Examples of Observational Learning

Chimpanzee Experiment:
- Two groups of chimpanzees learned how to drink juice from a straw.
- First group did it the hard way (dipping).
- Second group did it the easier way (sucking directly).
- The first group changed their method after watching the second group to get more juice.
Claire’s Story:
- Claire punished her son Jay to correct his behavior.
- Later, her younger daughter Anna copied Claire’s punishment style with her teddy bear, showing how children pick up behaviors from their parents.

Bandura’s Social Learning Theory

Key Ideas:
- Learning involves more than just imitation; we think about what we see.
- Observational learning can include learning new responses, choosing whether to imitate, or figuring out general rules from what we observe.
Types of Models:
- Live Model: Someone shows a behavior in person (like a teacher showing a dance move).
- Verbal Model: Someone explains a behavior without doing it (like a coach giving instructions).
- Symbolic Model: Characters or people from TV or books demonstrating behaviors that can be copied (like superheroes in movies).

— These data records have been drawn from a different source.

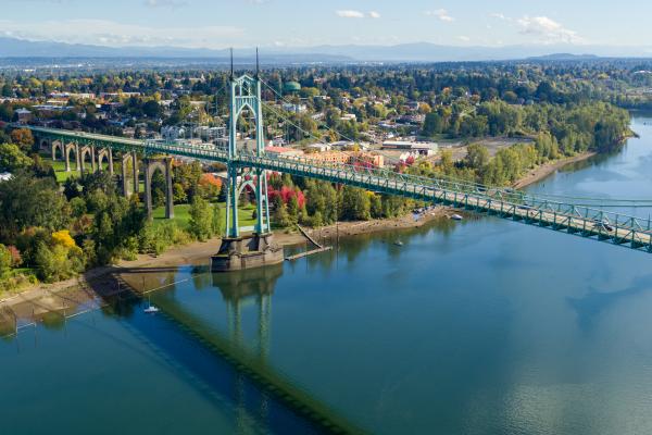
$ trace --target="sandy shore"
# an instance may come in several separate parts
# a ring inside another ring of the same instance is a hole
[[[555,160],[554,162],[546,163],[531,170],[527,175],[522,177],[512,187],[515,189],[522,189],[530,184],[540,182],[541,179],[550,176],[562,167],[570,163],[581,162],[595,156],[595,152],[582,152],[577,156],[573,156],[566,159]]]
[[[532,170],[524,176],[514,188],[523,188],[530,184],[537,183],[563,166],[591,158],[595,153],[586,152],[568,159],[557,160],[547,163]],[[453,210],[435,207],[423,213],[419,220],[415,221],[412,213],[405,216],[388,220],[374,220],[365,222],[341,222],[337,225],[325,226],[316,229],[309,229],[311,237],[317,241],[331,240],[338,235],[348,237],[358,234],[377,233],[390,229],[413,228],[425,225],[437,217],[446,217],[452,215]],[[305,244],[306,239],[298,232],[277,232],[275,233],[276,241],[281,246],[292,246]],[[109,296],[120,291],[116,287],[116,277],[122,276],[125,281],[130,282],[129,271],[135,270],[151,270],[166,271],[181,265],[208,265],[210,258],[220,247],[220,239],[214,238],[204,243],[192,243],[185,246],[174,247],[161,256],[152,257],[140,254],[134,261],[122,261],[115,266],[96,268],[79,277],[62,281],[54,284],[40,284],[29,288],[17,295],[8,296],[0,299],[0,324],[2,316],[7,318],[7,309],[10,309],[12,315],[29,314],[33,318],[39,313],[49,311],[60,311],[67,306],[83,303],[83,300],[90,300],[97,295],[91,295],[89,288],[100,296]],[[143,283],[145,286],[145,283]],[[57,298],[55,295],[71,294],[67,301],[74,300],[74,303],[67,303],[63,297]],[[72,296],[74,295],[74,296]],[[60,300],[58,300],[60,299]],[[68,307],[72,308],[72,307]]]

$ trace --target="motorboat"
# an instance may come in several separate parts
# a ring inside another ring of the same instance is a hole
[[[145,312],[146,314],[154,314],[154,313],[158,313],[158,312],[159,312],[159,309],[158,309],[156,307],[154,307],[154,306],[151,306],[151,304],[150,304],[148,308],[146,308],[146,309],[143,310],[143,312]]]

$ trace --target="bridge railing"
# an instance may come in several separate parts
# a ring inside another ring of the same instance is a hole
[[[212,161],[228,161],[225,150],[213,146],[197,146],[189,144],[151,142],[148,149],[155,152],[165,152],[177,156],[187,156]],[[622,229],[638,233],[652,234],[650,220],[644,220],[627,214],[601,210],[585,206],[577,206],[562,201],[553,201],[549,198],[538,198],[534,195],[512,189],[502,189],[482,186],[477,183],[452,181],[447,178],[428,178],[418,175],[398,173],[394,171],[369,167],[363,165],[340,164],[330,162],[318,162],[313,159],[285,158],[277,156],[256,156],[250,152],[240,152],[236,163],[252,164],[259,167],[286,171],[299,171],[306,175],[322,174],[334,182],[359,182],[366,186],[375,187],[378,191],[404,190],[423,192],[424,196],[432,195],[435,191],[444,192],[447,197],[474,199],[496,202],[500,201],[506,207],[519,210],[539,211],[554,215],[568,216],[574,220],[588,221],[595,225],[614,225]],[[466,199],[467,200],[467,199]]]

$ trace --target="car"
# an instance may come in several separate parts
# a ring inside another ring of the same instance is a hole
[[[598,228],[598,229],[600,229],[600,231],[606,231],[607,233],[611,233],[611,232],[613,232],[613,231],[614,231],[614,227],[613,227],[613,226],[611,226],[611,225],[609,224],[609,222],[595,222],[595,223],[593,224],[593,228]]]

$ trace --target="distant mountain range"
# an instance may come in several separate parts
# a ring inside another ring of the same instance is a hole
[[[563,54],[560,54],[563,53]],[[587,54],[590,53],[590,54]],[[453,47],[428,42],[397,46],[317,46],[263,48],[263,63],[459,62],[496,60],[589,60],[595,57],[652,57],[652,47],[505,46]],[[0,37],[0,58],[149,58],[204,59],[226,63],[228,50],[179,47],[103,47]],[[236,61],[252,62],[253,49],[236,50]]]

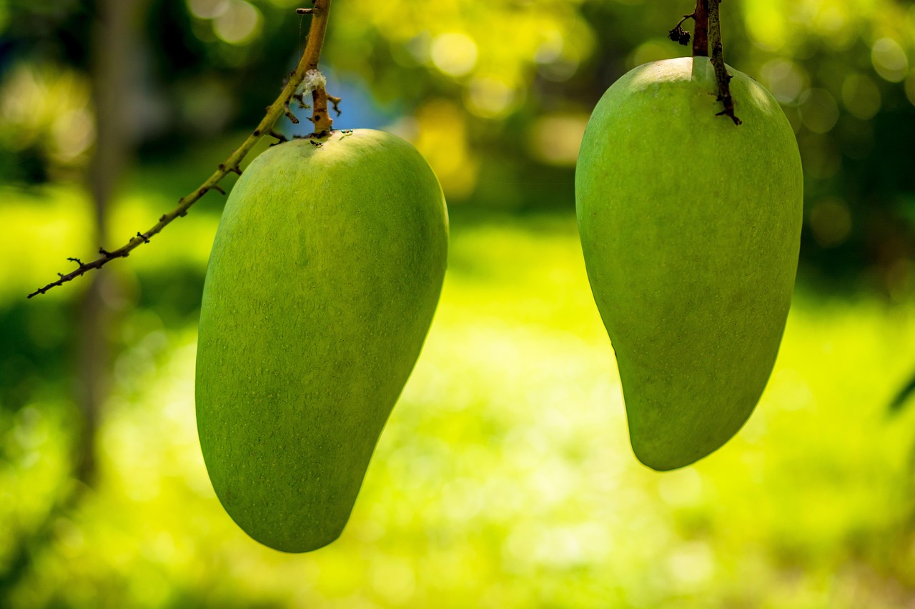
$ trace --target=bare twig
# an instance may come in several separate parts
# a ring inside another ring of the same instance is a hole
[[[260,124],[257,128],[248,136],[244,143],[237,148],[231,155],[226,160],[225,163],[221,163],[219,168],[213,172],[213,174],[207,178],[199,187],[191,192],[190,194],[182,197],[178,200],[178,206],[169,211],[167,214],[163,214],[159,218],[159,221],[156,223],[151,229],[145,232],[137,232],[136,236],[131,239],[125,245],[121,246],[116,250],[108,251],[103,248],[99,248],[99,253],[101,254],[99,258],[90,262],[83,262],[78,258],[68,258],[68,261],[74,262],[77,263],[75,270],[68,272],[66,274],[58,273],[59,279],[56,282],[51,282],[44,287],[38,288],[32,294],[28,294],[29,298],[36,296],[39,294],[45,294],[48,290],[58,285],[62,285],[67,282],[73,281],[77,277],[81,277],[90,271],[95,269],[100,269],[115,258],[126,258],[130,255],[130,252],[143,245],[144,243],[148,243],[150,238],[154,235],[158,234],[164,228],[171,224],[171,222],[181,216],[188,215],[188,209],[190,206],[194,205],[201,197],[206,195],[210,190],[217,190],[219,192],[224,192],[221,187],[219,186],[219,181],[226,176],[230,172],[237,173],[239,176],[242,175],[242,169],[239,167],[239,163],[242,159],[251,152],[251,149],[254,147],[258,140],[265,134],[273,134],[273,126],[276,123],[280,116],[285,114],[289,108],[289,100],[293,98],[299,85],[305,80],[306,73],[310,69],[318,69],[318,61],[321,55],[321,46],[324,44],[324,33],[328,27],[328,15],[330,10],[330,0],[315,0],[313,8],[299,8],[296,12],[299,15],[311,15],[311,26],[308,29],[308,42],[305,48],[305,52],[302,53],[302,59],[299,59],[298,65],[296,69],[289,74],[289,80],[286,81],[285,86],[283,88],[283,92],[280,96],[276,98],[270,106],[267,107],[266,115],[261,120]],[[315,135],[322,136],[326,134],[328,131],[330,130],[332,121],[330,117],[328,116],[328,94],[324,90],[324,87],[318,87],[313,91],[315,112],[312,116],[312,123],[315,123]],[[319,102],[323,105],[319,105]],[[291,113],[291,112],[290,112]]]
[[[725,107],[718,116],[727,116],[734,124],[741,121],[734,114],[734,100],[731,98],[731,79],[725,66],[725,50],[721,44],[721,19],[718,5],[721,0],[708,0],[708,31],[712,40],[712,65],[715,66],[715,79],[718,81],[718,101]]]
[[[708,57],[708,0],[695,0],[693,20],[693,57]]]
[[[692,19],[694,16],[695,15],[694,13],[690,13],[689,15],[684,15],[684,17],[677,22],[677,25],[673,27],[673,29],[667,32],[667,37],[669,37],[671,40],[673,40],[673,42],[680,43],[684,47],[688,45],[689,32],[684,29],[684,21],[685,21],[686,19]]]

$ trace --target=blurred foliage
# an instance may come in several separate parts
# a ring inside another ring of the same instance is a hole
[[[144,3],[124,83],[141,161],[251,128],[304,48],[308,17],[294,14],[296,0]],[[414,141],[452,204],[568,209],[591,108],[626,70],[685,54],[666,32],[689,9],[339,0],[323,55],[331,91],[346,93],[338,124]],[[0,0],[0,176],[55,179],[84,162],[93,11],[88,0]],[[773,92],[797,132],[805,276],[905,299],[915,290],[915,5],[735,0],[723,18],[729,63]],[[35,108],[47,110],[23,112]]]
[[[31,222],[58,213],[47,206]],[[203,218],[207,241],[216,218]],[[78,415],[61,387],[67,293],[27,303],[0,283],[3,358],[23,379],[5,380],[0,396],[0,606],[915,603],[915,411],[886,410],[910,371],[899,354],[915,344],[910,304],[802,290],[746,428],[699,464],[658,475],[629,447],[575,219],[458,208],[452,227],[432,332],[352,519],[307,555],[248,539],[207,478],[193,414],[204,247],[154,244],[142,265],[113,267],[130,302],[113,329],[92,487],[68,467]]]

Steps in the Modeling Process

Attention: You need to focus on what the model is doing.
Retention: Remember what you observed.
Reproduction: You must be able to try the behavior yourself.
Motivation: Want to copy the behavior based on what happened to the model (e.g., being rewarded or punished).

Effects of Observational Learning

Prosocial Behavior:
- Observational learning can encourage positive behavior.
- Parents should model good behavior like reading or exercising.
Antisocial Behavior:
- Children may also model negative behavior, like aggression, especially if they see it frequently at home or in media.
- About 30% of child abuse victims grow up to become abusive themselves, often mimicking the behavior they experienced.

Media's Role

Violent Media Impact: Many studies indicate that watching violent TV shows and playing violent video games can lead to increased aggression in children.
Time spent exposed to violence may lead to people becoming numb to real violence and violent behavior.

Conclusion

Learning through observation is an important part of how we behave and interact with others.
It shows both the positive and negative aspects of what we learn from our surroundings.